I made a 35% REAP of 397B with potentially usable quality in 96GB GPU

[-]

grumd@reddit

https://www.reddit.com/r/LocalLLaMA/comments/1s9mkm1/benchmarked_18_models_that_i_can_run_on_my_rtx/

I've added your REAP to my post (at IQ2_XS_Gv2). This model takes a bit more RAM than 122B:Q4_K_XL but didn't perform well unfortunately

[-]

Goldkoron@reddit (OP)

Thanks for testing. The unreaped IQ1 should be up within an hour or 2 here: https://huggingface.co/Goldkoron/Qwen3.5-397B-A17B

I'll be curious at least if it's competitive with the Bartowski quant.

[-]

grumd@reddit

Weird. Downloaded your Q1 quant and it simply fails at tool calling on almost every test. Same as vanilla Qwen3.5-9B

[-]

Goldkoron@reddit (OP)

Huh, that one was giving me solid writing results and was even able to answer fact and math logic questions I gave it. Didn't expect it would be broken for tool calls.

[-]

Yeah maybe tool calling got unreliable due to how low the quant is, I tried a few different hyperparameters but couldn't make it complete that specific benchmark. It did fine on my favorite "give me a carbonara recipe" test lol

[-]

Goldkoron@reddit (OP)

Do you have the vram to try the IQ2_XXS_G or IQ2_XS_G quants? Those might be a little more reliable.

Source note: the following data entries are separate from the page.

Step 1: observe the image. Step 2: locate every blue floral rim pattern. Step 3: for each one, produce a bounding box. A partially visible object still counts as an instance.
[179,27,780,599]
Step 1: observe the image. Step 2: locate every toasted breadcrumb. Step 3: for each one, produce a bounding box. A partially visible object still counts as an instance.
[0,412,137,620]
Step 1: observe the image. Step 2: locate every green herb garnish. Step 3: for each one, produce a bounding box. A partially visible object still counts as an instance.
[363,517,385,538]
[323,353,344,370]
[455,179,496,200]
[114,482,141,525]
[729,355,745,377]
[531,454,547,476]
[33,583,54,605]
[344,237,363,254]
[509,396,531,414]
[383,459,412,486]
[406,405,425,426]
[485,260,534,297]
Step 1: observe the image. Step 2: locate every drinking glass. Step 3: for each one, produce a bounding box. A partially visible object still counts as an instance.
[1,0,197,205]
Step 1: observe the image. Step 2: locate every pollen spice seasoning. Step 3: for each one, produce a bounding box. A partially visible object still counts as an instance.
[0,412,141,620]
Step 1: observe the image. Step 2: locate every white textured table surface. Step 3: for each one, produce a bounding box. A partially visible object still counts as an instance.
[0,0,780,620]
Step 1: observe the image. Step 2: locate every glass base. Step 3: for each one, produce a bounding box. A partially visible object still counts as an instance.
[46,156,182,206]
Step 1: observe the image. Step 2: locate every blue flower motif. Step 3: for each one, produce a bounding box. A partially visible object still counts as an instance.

I am also testing a new method which might give even better results but it wouldn't work at the IQ1 level. Instead of boosting sensitive tensors by +1 to reach bpw budget, also downgrade the least sensitive tensors by -1 quant level in order to get more budget to boost more of the high value tensors.

[-]

grumd@reddit

Nope, I'm at 16GB VRAM + 96GB RAM, so ~90GB models is the most I can do

[-]

Goldkoron@reddit (OP)

Alright, challenge accepted. I will ping you if I manage to make a higher scoring quant around 1.95bpw (same as current IQ1_S_G)

[-]

grumd@reddit

Alright! But honestly I think 397B is a lost cause at Q1, the compression introduces just too much inaccuracy. I'd love you more if you made a good ~80GB quant of 122B, it would be around Q4_K, but if with your techniques it reaches ~Q5 level of quality it would be a real killer of a model. I'm using unsloth Q4_K_XL with a ton of context usually these days, it's the best performer out of all models that I could fit on my system

[-]

Goldkoron@reddit (OP)

Just base 122b?

The KLD sensitivity scan wouldn't more than a day if I did it for that. I had just never bothered touching 122b because people said dense 27B was better.

[-]

grumd@reddit

Yeah, just base 122B. I've tried multiple REAPs and distills over the last few weeks and base Qwen models always come out on top in my benchmarks. 27B from my benchmarks is not better than 122B, rather similar quality, but the funny thing is that 122B can be offloaded to RAM and used with a 16GB GPU like mine, 27B needs to be fully on the GPU, so it's a bit more restrictive for normal consumer PCs.

[-]

Goldkoron@reddit (OP)

I am downloading most of the unsloth UD quants right now as a benchmark and will see if I can make better ones in smaller size. If my quants get better kld scores but worse results in your benchmarks then that will be telling whether KL divergence is a flawed baseline.

[-]

grumd@reddit

<3 You're the best

[-]

Goldkoron@reddit (OP)

Current status - https://imgur.com/a/ZkLeEHe

[-]

FoxiPanda@reddit

I am interested in trying the 122B_A10B Gutenberg quantization method out too - particularly the K_G_4.50 you listed on the model card (here) would be of interest to me. It seems like a great fit for the memory bandwidth capabilities of a Mac Studio M3 Ultra -- would still generate a solid tok/s number and be a genuinely useful local model for agentic tasks.

[-]

Goldkoron@reddit (OP)

Hi, thanks for your interest. The models are currently updating but it might take a day before they're all up. 6.00 looks like it will take another couple hours to upload, then 5.00, then 4.50 would start. Though xet might speed it up as more quants go up.

[-]

grumd@reddit

Looks good! Can't wait. I was running the full set of Aider polyglot benchmarks on UD-Q4_K_XL overnight, it did 76/225 tests so far and pass@2 is 76.3%. Unsloth's IQ3_XXS had a ~68% result. I'll finish the Q4 over the next few days and then run this on your 5bpw quant as well

[-]

tnhnyc@reddit

It'd be also interesting to compare your IQ1 with Unsloth's TQ1.

[-]

Necessary-Summer-348@reddit

What quantization method are you using? 35% REAP sounds aggressive even for Q2 - curious if you're seeing coherence issues past 4k context or if it's actually holding up for longer inference tasks.

[-]

Goldkoron@reddit (OP)

I describe my quantization method a bit in my comment and on huggingface.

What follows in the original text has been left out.